Makassar merupakan sebuah kota besar di kawasan timur Indonesia yang mengalami pergulatan sejarah yang cukup panjang. Sejarah mencatat, di kota ini pernah berdiri Kerajaan Gowa Tallo yang dibangun bangsa Bugis-Makassar di abad 16. Hal ini, misalnya, ditunjukkan dengan keberadaan beberapa situs penting yang dimiliki kota ini. Selain menjadi bukti kebesaran, banyak di antara bangunan tua itu juga menjadi saksi bisu kegigihan bangsa Bugis Makassar melawan kolonialisme. Salah satunya adalah Benteng Somba Opu.
Menjelang empat abad usianya, kota yang saat ini memilki luas 175,77 kilometer persegi dihuni 1,5 juta jiwa. Dengan demikian, Makassar adalah salah satu kota terbesar setelah Jakarta, bahkan ditangarai sebagai kota paling ramai dan terpadat di Indonesia bagian timur.
Slogan “Makassar Menuju Kota Global” menunjukkan globalisasi juga mempengaruhi dinamika perkembangan suatu kota seperti Makassar. Buktinya, pertumbuhan ekonomi sebagai salah satu mantra globalisasi menjadi orientasi pembangunan kota. Makassar di abad 21 juga turut hanyut diterpa arus urbanisasi yang nyaris tak terbendung. Urbanisasi dan pembangunan kota yang berorientasi pertumbuhan ekonomi memang merupakan hal yang jamak. Keduanya telah lama menandai karakter pembangunan kota-kota besar di Indonesia, terlebih di Jawa. Persoalannya, apakah berbagai kenyataan baru tersebut menciptakan kehidupan manusiawi yang memuaskan di perkotaan seperti Makassar?
Jelas, pertumbuhan ekonomi yang tinggi akan memacu kota-kota di Indonesia untuk tumbuh menjadi pusat-pusat ekonomi.

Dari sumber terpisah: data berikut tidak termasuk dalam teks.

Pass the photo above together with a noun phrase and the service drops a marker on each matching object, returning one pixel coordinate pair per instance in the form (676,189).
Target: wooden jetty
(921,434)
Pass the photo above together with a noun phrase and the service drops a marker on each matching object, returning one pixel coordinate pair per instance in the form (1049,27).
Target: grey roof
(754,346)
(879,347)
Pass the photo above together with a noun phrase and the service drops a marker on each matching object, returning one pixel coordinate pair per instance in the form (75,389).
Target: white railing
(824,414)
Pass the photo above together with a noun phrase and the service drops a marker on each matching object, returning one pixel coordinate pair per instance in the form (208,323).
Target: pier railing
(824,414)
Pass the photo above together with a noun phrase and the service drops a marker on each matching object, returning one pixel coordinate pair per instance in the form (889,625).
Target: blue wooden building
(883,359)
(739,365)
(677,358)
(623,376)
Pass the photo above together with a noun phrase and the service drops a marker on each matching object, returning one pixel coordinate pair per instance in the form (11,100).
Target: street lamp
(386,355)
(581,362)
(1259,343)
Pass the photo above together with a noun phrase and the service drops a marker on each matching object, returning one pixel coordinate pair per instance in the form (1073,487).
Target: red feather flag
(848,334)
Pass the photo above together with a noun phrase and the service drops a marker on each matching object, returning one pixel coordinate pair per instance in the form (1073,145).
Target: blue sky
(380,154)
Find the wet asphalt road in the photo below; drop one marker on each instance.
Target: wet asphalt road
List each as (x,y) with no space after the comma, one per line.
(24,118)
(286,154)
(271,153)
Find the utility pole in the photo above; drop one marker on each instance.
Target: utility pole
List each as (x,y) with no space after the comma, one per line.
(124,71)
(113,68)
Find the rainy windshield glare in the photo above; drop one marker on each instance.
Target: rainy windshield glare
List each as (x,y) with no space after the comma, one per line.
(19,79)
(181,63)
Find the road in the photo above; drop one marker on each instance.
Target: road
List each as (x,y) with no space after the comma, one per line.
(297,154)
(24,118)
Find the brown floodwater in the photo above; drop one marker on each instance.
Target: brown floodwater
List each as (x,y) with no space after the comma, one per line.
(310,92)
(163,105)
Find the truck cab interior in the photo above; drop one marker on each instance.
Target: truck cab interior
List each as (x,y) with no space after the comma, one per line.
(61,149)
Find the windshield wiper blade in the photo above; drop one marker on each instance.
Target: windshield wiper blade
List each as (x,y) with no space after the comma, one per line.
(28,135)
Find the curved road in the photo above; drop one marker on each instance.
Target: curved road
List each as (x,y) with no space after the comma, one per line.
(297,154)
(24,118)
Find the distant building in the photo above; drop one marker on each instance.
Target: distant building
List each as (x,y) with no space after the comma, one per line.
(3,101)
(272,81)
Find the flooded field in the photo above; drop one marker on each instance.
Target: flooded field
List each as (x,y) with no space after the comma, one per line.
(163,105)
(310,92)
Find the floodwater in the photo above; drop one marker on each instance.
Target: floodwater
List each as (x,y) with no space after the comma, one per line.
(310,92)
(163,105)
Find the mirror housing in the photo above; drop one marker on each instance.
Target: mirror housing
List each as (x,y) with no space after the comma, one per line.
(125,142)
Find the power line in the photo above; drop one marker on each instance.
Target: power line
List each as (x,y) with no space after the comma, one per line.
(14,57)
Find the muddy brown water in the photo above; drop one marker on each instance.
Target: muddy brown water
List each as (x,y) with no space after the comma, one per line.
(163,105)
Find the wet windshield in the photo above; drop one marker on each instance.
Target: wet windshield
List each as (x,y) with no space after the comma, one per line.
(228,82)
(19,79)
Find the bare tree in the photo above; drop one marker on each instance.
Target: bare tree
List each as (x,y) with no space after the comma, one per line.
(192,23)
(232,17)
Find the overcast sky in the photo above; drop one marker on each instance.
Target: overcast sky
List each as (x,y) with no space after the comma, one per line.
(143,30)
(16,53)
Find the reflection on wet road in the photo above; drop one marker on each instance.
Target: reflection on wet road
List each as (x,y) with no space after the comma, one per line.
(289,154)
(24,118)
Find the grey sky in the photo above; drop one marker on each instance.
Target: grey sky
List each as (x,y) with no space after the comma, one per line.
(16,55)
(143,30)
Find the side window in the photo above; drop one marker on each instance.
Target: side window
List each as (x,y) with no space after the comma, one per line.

Sesuatu yang pada gilirannya disusul oleh bangkitnya kelas menengah baru dan euforia konsumsi di satu sisi, tapi di sisi lain semakin lebarnya tingkat kesenjangan sebagaimana tampak dari meningkatnya kelompok gelandangan, pedagang informal, dan kaum marjinal lainnya. Itulah yang oleh Paul Hirst disebut paradoks globalisasi. Dan sebagaimana ditunjukkan buku ini, wajah Makassar kontemporer secara telanjang memunculkan paradoks tersebut.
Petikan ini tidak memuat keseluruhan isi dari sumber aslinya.